Using this hypothetical history of US real rates, we get the chart below, which shows the performance results back to 1900. Bottom line: the Excess Earnings Yield Dynamic Strategy did a lot better than a Static Strategy. Not only did the Excess Earnings Yield Dynamic Strategy do much better in terms of absolute return and quality of return than the 65/35 Static Strategy, but perhaps even more remarkable, it outperformed being 100% in US equities over the entire period, which generated a lower total return of 10.0% with 40% more risk.

Chart 6: Excess Earnings Yield, Dynamic vs. Static Allocation
US Equities and 10-Year TIPS
1900-2021, Logarithmic Scale

One more thing to consider is that it’s hard to say how an investor would have decided on a 65/35 stock/bond asset allocation to begin with, without use of some sort of framework, such as the Merton Rule, that put a price on risk. If an investor in 1900 were thinking about how much to invest in equities based on some other objective – such as maximizing Expected Wealth – he would have tried to invest the most that he could in equities with maximum leverage. Following such an approach, the investor would have likely gone bust in the 1929-1933 stock market meltdown of over 85%, and possibly in the several other greater-than-50% market declines experienced over this period.

In the Appendix, we provide details of all our assumptions and sources of data, and find that the Base-Case historical result just outlined is robust to changes in many of the assumptions. We also show the significant improvement delivered historically from including Time-Series Momentum as an additional indicator of the expected risk and/or the expected return of equities.

It’s Risk-Adjusted Returns That Matter

As pointed out earlier, the rule underlying the Conventional Dynamic Strategy presented in Chart 2 is focused solely on expected return, as it does not use the changing risk of the stock market as an input. If looking only at expected returns, then 100% in equities (or more if leverage is available) will always be the best allocation for any period where equities beat bonds. But intuitively, that can’t be right, as we need to make an adjustment for risk. Consider a situation where an investor expects equities to outperform TIPS by 2% pa, and given the meager expected excess return of equities, he decides to allocate just 25% of his portfolio to equities. Then, over the next ten years, equities do outperform TIPS by exactly the 2% per year he expected. An analysis not including risk would conclude that he’d have been better off with 100% in equities, because he’d have made more money after ten years with the higher allocation – but that is a flawed conclusion. He chose the 25% in equities because that allocation maximized his Expected Risk-Adjusted Return, and since the realized return was equal to the Expected Return, his decision should also be optimal ex post – which is to say that he would have experienced a lower Risk-Adjusted Return by holding a higher equity allocation.14

Improvement in Sharpe Ratio is a Twofer (Squared!)

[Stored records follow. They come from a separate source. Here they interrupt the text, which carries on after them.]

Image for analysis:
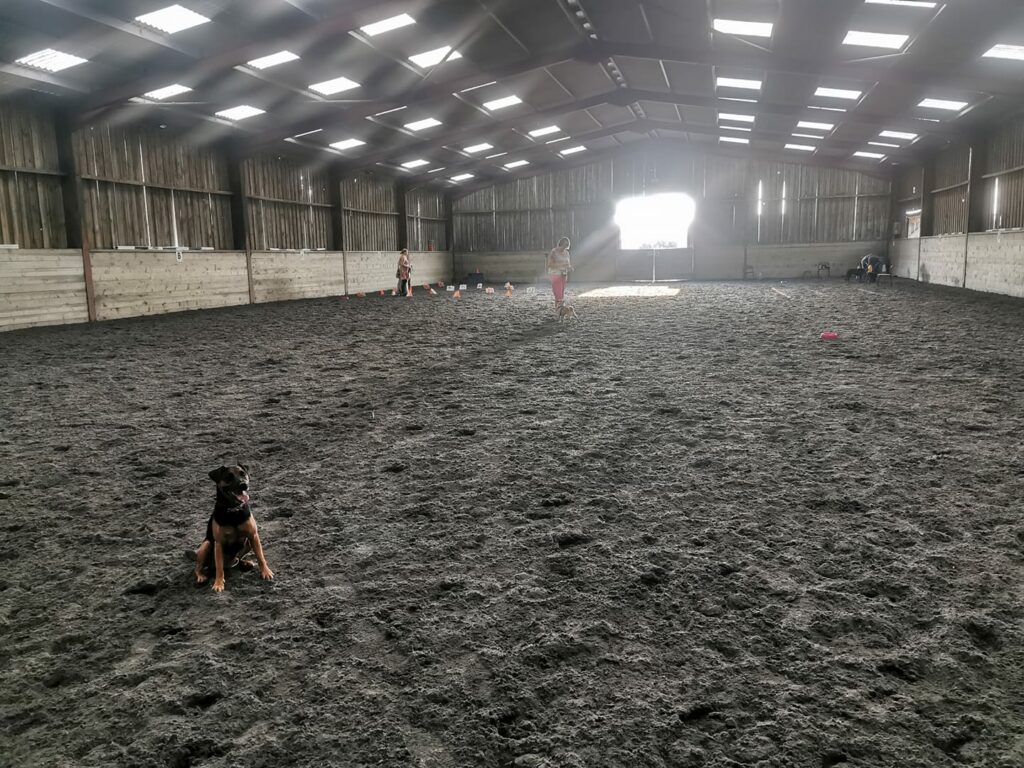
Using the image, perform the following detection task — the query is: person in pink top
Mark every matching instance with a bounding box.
[548,238,572,312]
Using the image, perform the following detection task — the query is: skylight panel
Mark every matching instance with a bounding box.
[918,98,968,112]
[483,96,522,112]
[879,131,918,141]
[797,120,836,131]
[814,88,863,101]
[716,78,764,91]
[309,77,359,96]
[864,0,937,8]
[143,83,191,101]
[714,18,774,37]
[15,48,89,72]
[409,45,462,69]
[406,118,441,131]
[247,50,299,70]
[331,138,367,150]
[843,30,910,50]
[217,104,266,122]
[360,13,416,37]
[985,45,1024,61]
[135,5,210,35]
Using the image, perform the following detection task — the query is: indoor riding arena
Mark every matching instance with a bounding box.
[0,0,1024,768]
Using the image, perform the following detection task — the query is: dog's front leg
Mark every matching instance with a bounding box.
[213,541,224,592]
[196,539,211,584]
[249,524,273,581]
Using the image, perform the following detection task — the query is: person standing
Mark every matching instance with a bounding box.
[548,238,572,312]
[394,248,413,296]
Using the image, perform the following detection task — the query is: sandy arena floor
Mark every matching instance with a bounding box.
[0,282,1024,768]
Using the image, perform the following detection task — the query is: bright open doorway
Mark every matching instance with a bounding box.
[615,193,696,251]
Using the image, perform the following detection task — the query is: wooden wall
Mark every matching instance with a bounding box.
[242,155,329,251]
[0,250,89,331]
[453,146,891,252]
[341,172,400,251]
[0,103,68,248]
[92,251,249,321]
[73,124,231,249]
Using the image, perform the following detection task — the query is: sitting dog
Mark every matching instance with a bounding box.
[196,464,273,592]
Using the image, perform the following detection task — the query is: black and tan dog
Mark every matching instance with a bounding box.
[196,464,273,592]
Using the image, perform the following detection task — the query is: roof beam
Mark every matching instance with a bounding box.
[76,0,404,122]
[240,43,593,152]
[30,0,201,57]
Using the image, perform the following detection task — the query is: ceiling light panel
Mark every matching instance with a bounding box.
[985,45,1024,61]
[713,18,774,37]
[309,77,359,96]
[331,138,367,150]
[409,45,462,70]
[814,88,863,101]
[15,48,88,72]
[483,96,522,112]
[918,98,968,112]
[143,83,191,101]
[217,104,266,122]
[843,30,910,50]
[406,118,441,131]
[716,78,763,91]
[360,13,416,37]
[864,0,938,8]
[247,50,299,70]
[135,5,210,35]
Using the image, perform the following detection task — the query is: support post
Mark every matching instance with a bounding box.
[226,146,256,304]
[921,165,935,238]
[55,113,96,323]
[395,181,409,250]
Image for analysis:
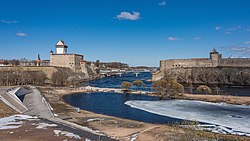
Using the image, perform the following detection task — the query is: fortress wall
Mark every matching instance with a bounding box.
[50,54,83,72]
[219,58,250,67]
[0,66,57,78]
[160,58,212,72]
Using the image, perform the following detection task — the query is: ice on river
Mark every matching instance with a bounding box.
[125,100,250,136]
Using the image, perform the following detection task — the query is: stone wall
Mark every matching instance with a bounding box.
[50,54,83,72]
[219,58,250,67]
[160,58,212,71]
[0,66,58,78]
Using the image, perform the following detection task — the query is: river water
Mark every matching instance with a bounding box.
[89,72,250,96]
[64,73,250,136]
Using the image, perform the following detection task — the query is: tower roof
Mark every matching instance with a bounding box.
[210,47,219,53]
[56,40,66,46]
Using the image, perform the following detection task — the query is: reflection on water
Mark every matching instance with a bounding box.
[64,92,181,123]
[89,72,250,96]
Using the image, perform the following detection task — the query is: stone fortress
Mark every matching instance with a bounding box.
[152,48,250,81]
[50,40,87,74]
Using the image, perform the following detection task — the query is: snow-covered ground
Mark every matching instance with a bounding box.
[0,115,37,130]
[54,130,81,140]
[125,100,250,136]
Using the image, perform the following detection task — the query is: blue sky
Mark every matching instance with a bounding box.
[0,0,250,66]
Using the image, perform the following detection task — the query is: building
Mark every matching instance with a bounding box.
[50,40,86,73]
[152,48,250,81]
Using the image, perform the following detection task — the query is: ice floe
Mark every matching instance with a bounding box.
[125,100,250,136]
[86,118,105,122]
[36,122,57,129]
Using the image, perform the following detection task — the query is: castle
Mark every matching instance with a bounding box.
[50,40,87,73]
[152,48,250,81]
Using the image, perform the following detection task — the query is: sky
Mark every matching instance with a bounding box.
[0,0,250,66]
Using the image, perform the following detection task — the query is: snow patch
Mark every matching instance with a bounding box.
[0,115,36,130]
[36,123,57,129]
[54,130,81,140]
[86,118,105,122]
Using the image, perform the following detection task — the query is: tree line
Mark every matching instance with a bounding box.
[164,67,250,86]
[0,69,47,86]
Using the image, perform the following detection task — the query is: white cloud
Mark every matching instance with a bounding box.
[193,36,201,40]
[168,37,181,41]
[227,41,250,57]
[158,1,167,6]
[16,32,28,37]
[215,26,222,30]
[116,12,141,21]
[243,41,250,44]
[1,20,18,24]
[224,31,231,35]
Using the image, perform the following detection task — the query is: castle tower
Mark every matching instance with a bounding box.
[56,40,68,54]
[36,54,41,66]
[210,48,222,67]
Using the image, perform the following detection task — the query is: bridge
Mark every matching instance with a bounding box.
[100,70,150,77]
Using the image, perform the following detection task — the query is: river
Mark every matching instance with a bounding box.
[64,73,250,136]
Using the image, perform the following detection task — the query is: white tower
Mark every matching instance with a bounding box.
[56,40,68,54]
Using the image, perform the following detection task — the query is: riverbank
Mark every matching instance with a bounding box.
[76,86,250,105]
[39,87,250,141]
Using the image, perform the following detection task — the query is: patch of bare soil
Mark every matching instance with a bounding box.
[39,87,250,141]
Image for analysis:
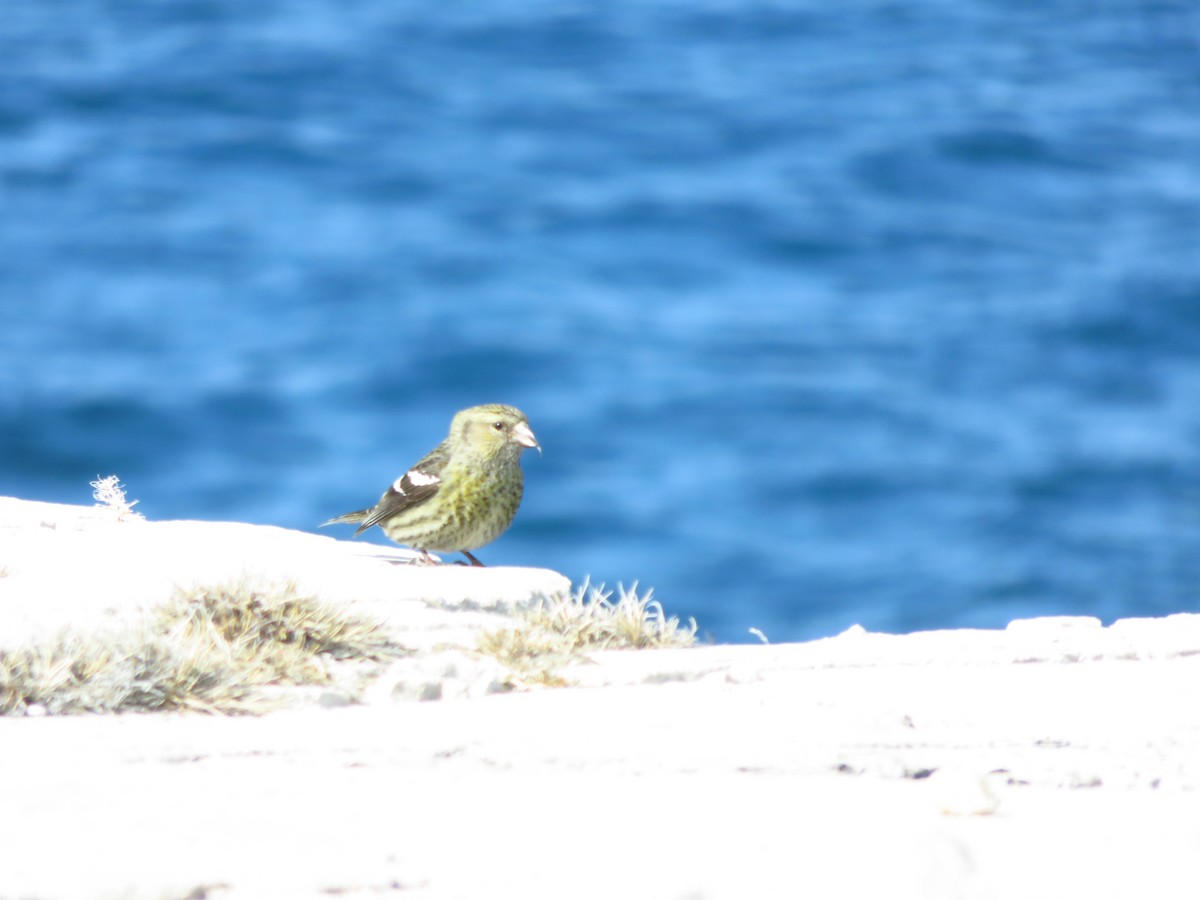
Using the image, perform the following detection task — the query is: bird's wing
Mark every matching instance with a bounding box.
[354,440,450,535]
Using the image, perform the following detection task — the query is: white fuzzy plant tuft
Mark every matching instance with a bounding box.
[91,475,144,522]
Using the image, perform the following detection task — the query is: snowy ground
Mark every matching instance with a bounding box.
[0,499,1200,900]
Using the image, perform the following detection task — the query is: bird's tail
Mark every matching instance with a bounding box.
[319,508,371,528]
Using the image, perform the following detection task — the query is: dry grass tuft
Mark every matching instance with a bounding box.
[478,583,696,685]
[0,584,407,715]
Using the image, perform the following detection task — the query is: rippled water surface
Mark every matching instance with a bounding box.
[0,0,1200,641]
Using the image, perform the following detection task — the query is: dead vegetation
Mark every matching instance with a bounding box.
[0,584,407,715]
[478,584,696,686]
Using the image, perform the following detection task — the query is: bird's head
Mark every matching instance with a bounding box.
[450,403,541,457]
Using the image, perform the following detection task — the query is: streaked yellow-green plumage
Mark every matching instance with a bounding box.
[325,403,541,565]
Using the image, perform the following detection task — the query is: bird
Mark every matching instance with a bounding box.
[322,403,541,566]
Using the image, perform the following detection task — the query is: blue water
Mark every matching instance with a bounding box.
[0,0,1200,641]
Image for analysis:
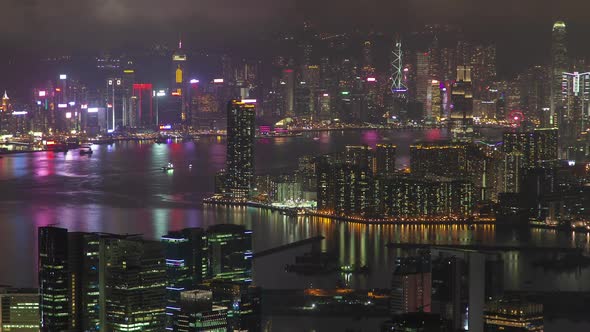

Since 1900, the Excess Earnings Yield Dynamic Strategy has generated a Sharpe Ratio about 25% higher than that of the Static Strategy. Just how big a deal is a one-quarter increase in the Sharpe Ratio on one’s investment portfolio?15 A very big deal indeed! A one-quarter increase, whether it comes from a higher expected excess return or lower risk, delivers a compound benefit to an investor in that it:

  1. Provides a one-quarter higher return per unit of risk, and,
  2. It also increases the optimal allocation to equities by one-quarter, generating an additional one-quarter improvement.

So, a one-quarter increase in Sharpe Ratio generates roughly double that improvement (a 56% improvement, to be exact!) in the Risk-Adjusted Return of the investor’s portfolio.16 An improvement of this magnitude in expected Risk-Adjusted Return, compounded over the long-term horizons over which individuals typically save and invest for retirement, can make truly life-changing enhancements to investor outcomes.

Can Everyone Be a Dynamic Asset Allocator?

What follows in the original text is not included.